Cosima/Helena: Although Allison is and always will be the “comic relief” clone for better or worse, the fact that Sarah’s character took a back seat to the story this season meant that Cosima and Helena wound up getting an awful lot of screen time, and boy howdy was it worth it. Cosima is in the throes of letting go of Delphine and starting a new romance with Shay, but between her personal life and her ongoing genetic investigations, Cosima is proving time and again just how compelling her story is, and her growth in this season was nothing short of spectacular. From her very relatable suspicions about Shay to her very humanizing plea to Kendall “The Original” Malone for her blood sample, Cosima became arguably the most relatable character on the entire show. Conversely, Helena, even when locked up for half the entire season, gave us both comedy and cunning, capable of using a roll of duct tape as a potent weapon as well as proving that she may very well be the one clone we’d most like to get drinks with (so long as the exits are easy to get to). She gave us some of season three’s most shocking moments, a surprising amount of warmth, and easily the best Allison imitation we have yet seen. Absolute aces all around.

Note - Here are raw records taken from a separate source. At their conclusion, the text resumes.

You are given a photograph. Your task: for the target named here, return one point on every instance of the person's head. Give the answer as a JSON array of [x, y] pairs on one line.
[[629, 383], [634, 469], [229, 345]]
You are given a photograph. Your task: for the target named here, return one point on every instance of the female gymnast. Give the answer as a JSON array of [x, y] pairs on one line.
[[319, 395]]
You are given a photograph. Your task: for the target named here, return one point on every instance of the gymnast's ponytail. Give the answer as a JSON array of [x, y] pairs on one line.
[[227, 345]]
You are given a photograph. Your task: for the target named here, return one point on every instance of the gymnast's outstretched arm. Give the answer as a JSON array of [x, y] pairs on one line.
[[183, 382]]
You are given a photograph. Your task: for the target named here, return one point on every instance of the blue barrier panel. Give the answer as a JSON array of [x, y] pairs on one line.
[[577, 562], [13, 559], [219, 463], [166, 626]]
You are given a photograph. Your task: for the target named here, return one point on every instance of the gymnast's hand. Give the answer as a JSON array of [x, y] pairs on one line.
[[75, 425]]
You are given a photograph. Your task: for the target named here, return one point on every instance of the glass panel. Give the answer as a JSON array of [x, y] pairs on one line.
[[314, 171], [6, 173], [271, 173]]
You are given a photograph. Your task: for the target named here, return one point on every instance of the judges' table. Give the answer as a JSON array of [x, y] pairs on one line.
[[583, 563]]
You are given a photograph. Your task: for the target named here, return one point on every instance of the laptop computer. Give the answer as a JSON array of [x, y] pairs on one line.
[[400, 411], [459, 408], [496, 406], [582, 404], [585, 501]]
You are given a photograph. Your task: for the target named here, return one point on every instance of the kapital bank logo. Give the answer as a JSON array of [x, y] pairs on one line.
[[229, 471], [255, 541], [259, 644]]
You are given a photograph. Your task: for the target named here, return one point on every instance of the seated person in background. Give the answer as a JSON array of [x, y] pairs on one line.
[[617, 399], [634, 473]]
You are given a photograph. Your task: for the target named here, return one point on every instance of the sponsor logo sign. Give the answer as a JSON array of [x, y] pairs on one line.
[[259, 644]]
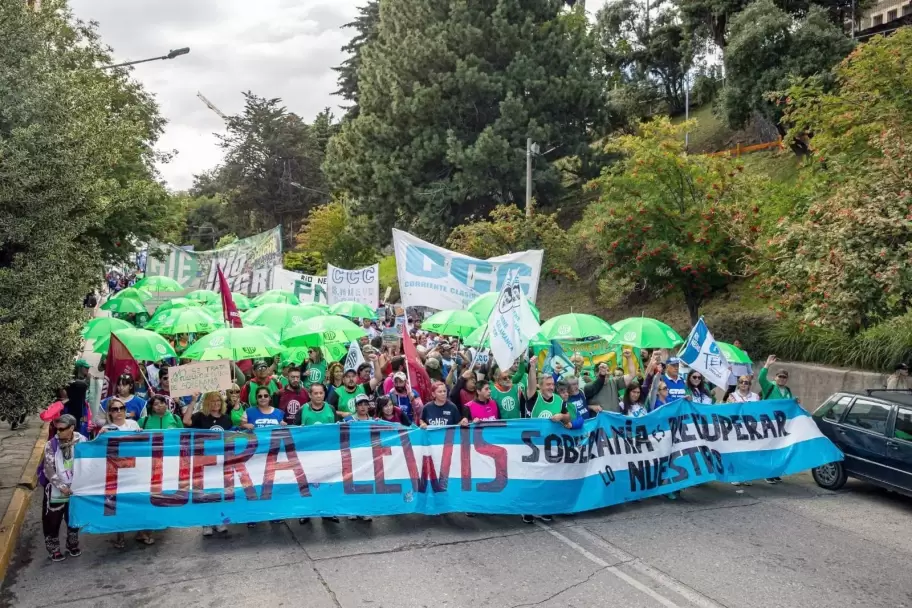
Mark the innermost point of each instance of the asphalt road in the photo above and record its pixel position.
(791, 545)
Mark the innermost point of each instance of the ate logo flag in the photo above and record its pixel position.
(701, 353)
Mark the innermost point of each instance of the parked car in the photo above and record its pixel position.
(874, 431)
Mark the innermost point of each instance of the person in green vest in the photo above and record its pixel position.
(316, 368)
(343, 399)
(261, 378)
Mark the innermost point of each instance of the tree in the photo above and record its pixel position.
(766, 48)
(340, 238)
(448, 95)
(507, 230)
(646, 52)
(844, 263)
(271, 173)
(365, 24)
(77, 188)
(668, 221)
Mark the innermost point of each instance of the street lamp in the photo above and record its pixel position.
(171, 55)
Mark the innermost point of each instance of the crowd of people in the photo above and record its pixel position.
(462, 392)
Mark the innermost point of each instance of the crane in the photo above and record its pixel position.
(211, 106)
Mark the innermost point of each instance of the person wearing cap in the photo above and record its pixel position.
(124, 390)
(343, 399)
(899, 379)
(57, 469)
(408, 402)
(261, 378)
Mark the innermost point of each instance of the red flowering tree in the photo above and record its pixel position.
(668, 221)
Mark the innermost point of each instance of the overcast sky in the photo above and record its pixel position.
(274, 48)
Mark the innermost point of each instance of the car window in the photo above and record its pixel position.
(903, 428)
(868, 415)
(834, 409)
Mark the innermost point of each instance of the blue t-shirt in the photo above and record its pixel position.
(579, 402)
(677, 389)
(135, 406)
(260, 420)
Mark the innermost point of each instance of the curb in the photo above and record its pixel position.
(11, 524)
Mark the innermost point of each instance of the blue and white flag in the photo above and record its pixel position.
(700, 352)
(511, 324)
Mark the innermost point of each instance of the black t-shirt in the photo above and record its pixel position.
(218, 423)
(440, 415)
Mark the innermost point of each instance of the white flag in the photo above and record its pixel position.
(354, 358)
(511, 325)
(700, 352)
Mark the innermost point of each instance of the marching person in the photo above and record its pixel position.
(58, 473)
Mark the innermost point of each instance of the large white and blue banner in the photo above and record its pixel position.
(143, 481)
(439, 278)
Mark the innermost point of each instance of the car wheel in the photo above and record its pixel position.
(830, 476)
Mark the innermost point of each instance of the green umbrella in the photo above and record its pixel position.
(643, 332)
(187, 321)
(459, 323)
(144, 345)
(124, 305)
(235, 343)
(159, 283)
(206, 296)
(575, 326)
(279, 317)
(353, 310)
(276, 296)
(482, 306)
(132, 292)
(101, 327)
(320, 331)
(733, 354)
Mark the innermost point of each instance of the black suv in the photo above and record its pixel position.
(874, 431)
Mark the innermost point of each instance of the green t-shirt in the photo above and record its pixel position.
(507, 401)
(315, 374)
(347, 400)
(546, 409)
(310, 417)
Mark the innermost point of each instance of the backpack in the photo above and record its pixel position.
(42, 478)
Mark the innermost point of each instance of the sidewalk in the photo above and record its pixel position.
(20, 452)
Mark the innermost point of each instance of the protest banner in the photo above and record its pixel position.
(361, 285)
(308, 287)
(438, 278)
(535, 466)
(248, 264)
(199, 377)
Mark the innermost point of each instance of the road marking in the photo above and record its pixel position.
(608, 567)
(691, 595)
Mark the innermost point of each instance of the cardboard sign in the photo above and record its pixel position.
(200, 378)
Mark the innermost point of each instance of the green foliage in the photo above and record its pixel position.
(766, 47)
(340, 238)
(448, 93)
(844, 263)
(77, 187)
(507, 230)
(667, 221)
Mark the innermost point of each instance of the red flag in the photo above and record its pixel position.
(118, 362)
(229, 310)
(418, 378)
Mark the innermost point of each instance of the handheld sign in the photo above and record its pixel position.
(200, 378)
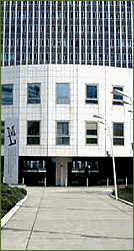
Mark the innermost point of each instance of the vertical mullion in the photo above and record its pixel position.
(27, 33)
(4, 34)
(74, 32)
(68, 32)
(39, 35)
(86, 32)
(115, 33)
(91, 33)
(120, 34)
(9, 32)
(79, 32)
(21, 33)
(44, 32)
(103, 33)
(15, 32)
(132, 26)
(62, 32)
(109, 31)
(126, 34)
(33, 36)
(50, 31)
(97, 37)
(56, 30)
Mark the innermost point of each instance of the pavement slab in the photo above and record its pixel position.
(66, 218)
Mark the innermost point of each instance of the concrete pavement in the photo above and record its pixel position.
(65, 218)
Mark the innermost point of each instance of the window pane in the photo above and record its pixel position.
(2, 132)
(33, 140)
(91, 91)
(33, 93)
(118, 141)
(118, 129)
(7, 95)
(63, 94)
(62, 133)
(65, 141)
(91, 101)
(33, 128)
(118, 98)
(91, 132)
(91, 140)
(63, 128)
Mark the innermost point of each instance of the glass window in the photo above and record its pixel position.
(91, 133)
(118, 134)
(33, 133)
(118, 98)
(91, 94)
(33, 94)
(62, 135)
(63, 94)
(7, 94)
(2, 132)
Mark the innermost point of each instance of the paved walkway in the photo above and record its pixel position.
(69, 219)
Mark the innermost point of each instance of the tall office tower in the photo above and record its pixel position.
(66, 91)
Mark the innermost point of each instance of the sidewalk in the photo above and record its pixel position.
(69, 219)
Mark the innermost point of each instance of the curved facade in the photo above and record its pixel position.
(61, 63)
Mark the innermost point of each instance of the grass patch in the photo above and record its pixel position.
(9, 197)
(125, 193)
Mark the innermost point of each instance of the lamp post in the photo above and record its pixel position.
(113, 159)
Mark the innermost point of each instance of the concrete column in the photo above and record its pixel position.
(62, 170)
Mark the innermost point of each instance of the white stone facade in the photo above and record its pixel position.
(77, 113)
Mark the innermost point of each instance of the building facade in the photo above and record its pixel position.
(61, 61)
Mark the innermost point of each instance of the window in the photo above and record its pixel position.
(2, 132)
(91, 94)
(118, 134)
(33, 93)
(7, 94)
(62, 135)
(91, 133)
(33, 133)
(118, 98)
(63, 94)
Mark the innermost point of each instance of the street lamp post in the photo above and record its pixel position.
(113, 159)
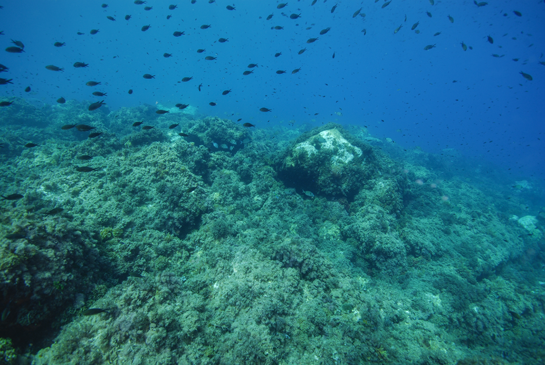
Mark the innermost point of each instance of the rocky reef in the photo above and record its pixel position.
(263, 246)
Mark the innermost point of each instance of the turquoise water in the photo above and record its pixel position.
(385, 205)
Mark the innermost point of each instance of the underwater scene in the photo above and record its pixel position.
(272, 182)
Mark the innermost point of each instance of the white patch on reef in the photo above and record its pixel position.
(329, 139)
(529, 223)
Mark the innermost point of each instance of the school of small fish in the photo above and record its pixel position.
(292, 10)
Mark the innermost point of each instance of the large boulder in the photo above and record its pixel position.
(327, 161)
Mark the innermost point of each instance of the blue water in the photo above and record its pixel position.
(444, 97)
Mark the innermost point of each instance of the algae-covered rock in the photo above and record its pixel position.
(327, 161)
(529, 222)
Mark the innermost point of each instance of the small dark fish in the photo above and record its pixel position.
(86, 169)
(15, 236)
(526, 76)
(12, 197)
(14, 50)
(18, 43)
(96, 105)
(54, 68)
(54, 211)
(93, 311)
(84, 128)
(356, 13)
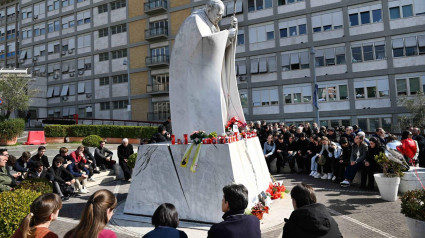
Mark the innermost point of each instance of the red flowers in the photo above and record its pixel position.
(276, 190)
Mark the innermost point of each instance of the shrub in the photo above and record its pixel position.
(413, 204)
(14, 206)
(11, 128)
(92, 140)
(56, 131)
(132, 160)
(36, 184)
(58, 122)
(100, 130)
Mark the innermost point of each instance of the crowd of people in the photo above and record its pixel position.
(335, 154)
(309, 218)
(69, 172)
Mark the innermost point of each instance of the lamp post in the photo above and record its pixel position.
(315, 91)
(129, 88)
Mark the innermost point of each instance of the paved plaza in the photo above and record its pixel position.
(358, 213)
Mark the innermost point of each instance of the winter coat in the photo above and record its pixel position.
(311, 221)
(236, 225)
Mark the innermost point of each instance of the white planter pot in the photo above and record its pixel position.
(416, 227)
(388, 187)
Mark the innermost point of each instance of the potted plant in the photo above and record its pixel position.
(10, 130)
(388, 181)
(413, 207)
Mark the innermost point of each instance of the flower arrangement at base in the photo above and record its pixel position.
(276, 190)
(235, 121)
(197, 136)
(259, 209)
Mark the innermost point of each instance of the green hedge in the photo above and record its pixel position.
(92, 141)
(14, 206)
(36, 184)
(11, 128)
(100, 130)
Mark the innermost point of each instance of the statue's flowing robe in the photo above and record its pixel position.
(203, 88)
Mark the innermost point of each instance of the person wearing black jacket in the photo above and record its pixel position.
(309, 218)
(124, 151)
(62, 179)
(281, 152)
(370, 165)
(301, 156)
(161, 135)
(236, 224)
(40, 156)
(103, 157)
(344, 161)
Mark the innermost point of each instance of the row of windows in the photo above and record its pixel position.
(114, 30)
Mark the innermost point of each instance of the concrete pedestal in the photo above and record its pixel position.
(158, 178)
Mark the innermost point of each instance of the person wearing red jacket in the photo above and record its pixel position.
(409, 148)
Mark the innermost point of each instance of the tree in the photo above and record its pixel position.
(416, 107)
(15, 92)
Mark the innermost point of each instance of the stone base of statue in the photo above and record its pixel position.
(158, 178)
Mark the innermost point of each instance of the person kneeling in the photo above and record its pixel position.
(309, 219)
(236, 224)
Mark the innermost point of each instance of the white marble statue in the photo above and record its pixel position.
(203, 88)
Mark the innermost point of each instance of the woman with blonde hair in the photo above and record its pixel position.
(43, 211)
(96, 215)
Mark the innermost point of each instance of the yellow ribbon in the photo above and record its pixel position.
(186, 156)
(195, 159)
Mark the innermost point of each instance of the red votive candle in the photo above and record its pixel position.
(185, 139)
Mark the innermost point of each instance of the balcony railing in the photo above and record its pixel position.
(158, 116)
(155, 6)
(157, 88)
(156, 33)
(157, 61)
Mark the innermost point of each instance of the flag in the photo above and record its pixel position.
(316, 91)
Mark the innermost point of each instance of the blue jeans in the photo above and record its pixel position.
(351, 170)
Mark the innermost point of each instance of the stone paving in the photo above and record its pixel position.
(358, 213)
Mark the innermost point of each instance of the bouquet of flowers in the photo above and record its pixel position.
(276, 190)
(235, 121)
(197, 136)
(259, 209)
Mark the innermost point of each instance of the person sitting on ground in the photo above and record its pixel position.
(22, 164)
(63, 181)
(63, 152)
(269, 149)
(309, 218)
(38, 171)
(161, 135)
(236, 224)
(10, 166)
(370, 165)
(7, 182)
(79, 157)
(358, 155)
(40, 156)
(96, 215)
(124, 152)
(166, 220)
(43, 211)
(79, 172)
(103, 157)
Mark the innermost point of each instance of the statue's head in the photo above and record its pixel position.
(214, 10)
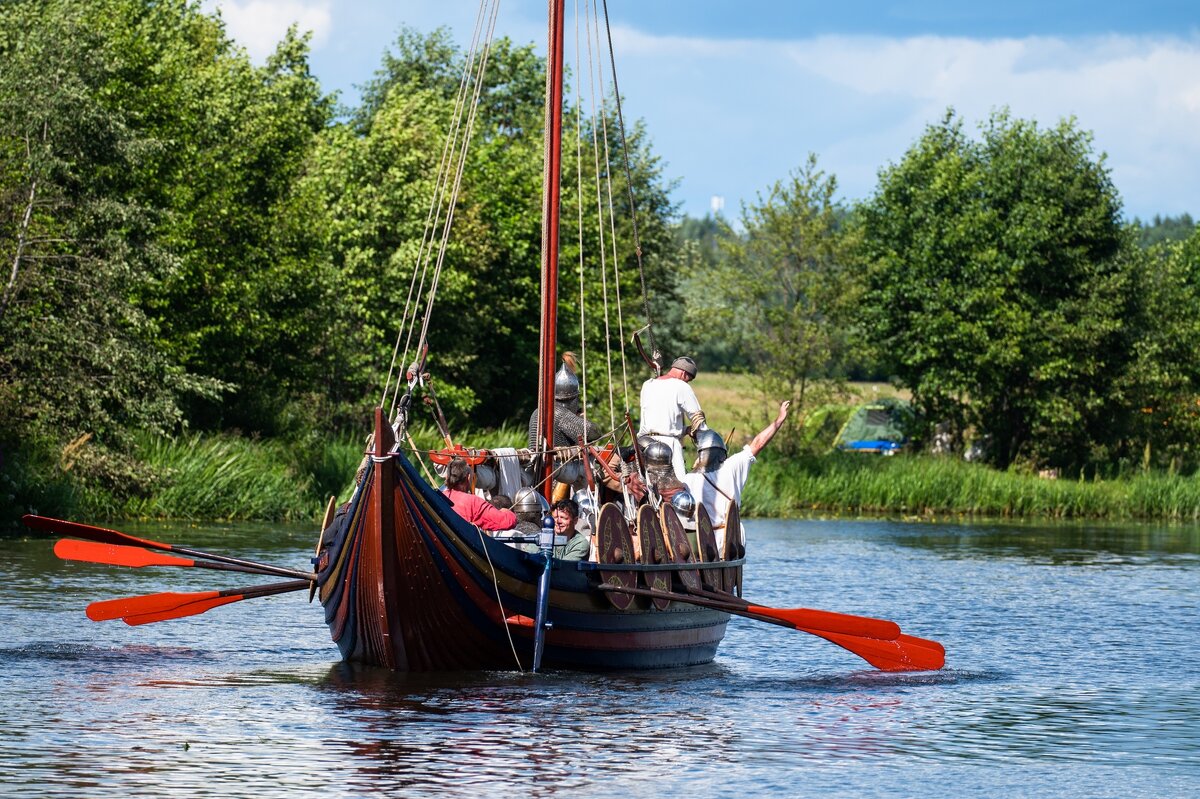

Ari Millen: In truth, playing all the Castor clones was a bit of a thankless task, as none of them were as outrageous or as eye-catching as Maslany’s Leda iterations. Yet even with that, Millen absolutely stepped up to the plate, making us cringe in fear anytime the scar-faced Rudy showed up to wreck some sort of havoc. So good was he that rarely were we “impressed” by his acting, instead just accepting each new clone as its own character, which is its own kind of feat in and of itself. There may be only one Castor clone left, but with any luck, this won’t be the last time we see him.
Krystal: She may not be the brightest bulb in the tanning bed, but the ditsy Krystal was an absolute delight to see, each one of her very select few scenes proving intensely memorable as she’s deliberately kept in the dark about the absurd conspiracy surrounding her. It goes without saying that we’re excited for Season Four, but if Krystal showed up in any sort of recurring fashion, well, it’d make us excited enough to twerk on the bed with our husbands. Speaking of which…
Donnie Hendrix: Season Three’s MVP hands down. Strangely, the arc of Allison’s husband somewhat resembles that of Helena’s (both suspicious, somewhat reviled characters who have now become easy fan favorites), so it makes sense that the two wound up getting to spend a lot of time bonding over child raising methods and dealing with notorious drug dealers. Although he’s mostly confined to Allison’s storyline, actor Kristian Bruun absolutely steals every single scene he’s in, from confronting Allison’s former flame to humorously passing time while waiting for drug money to be exchanged. Although he and Allison have bonded over their mutual murders before, Donnie has grown in fascinating, sometimes unexpected ways, and now, we can’t imagine Orphan Black without him. People forget just how much of an ensemble piece this show is, but as it stands right now, Bruun and the writers have transformed Donnie into one of the best absolute best parts of the show, and upon request we will again link you to that twerk sequence if you need proof.
Mango Scorpion: Is it merely the embodiment of Helena’s doubt and guilt … or has this makings of the single best spin-off in all of television history?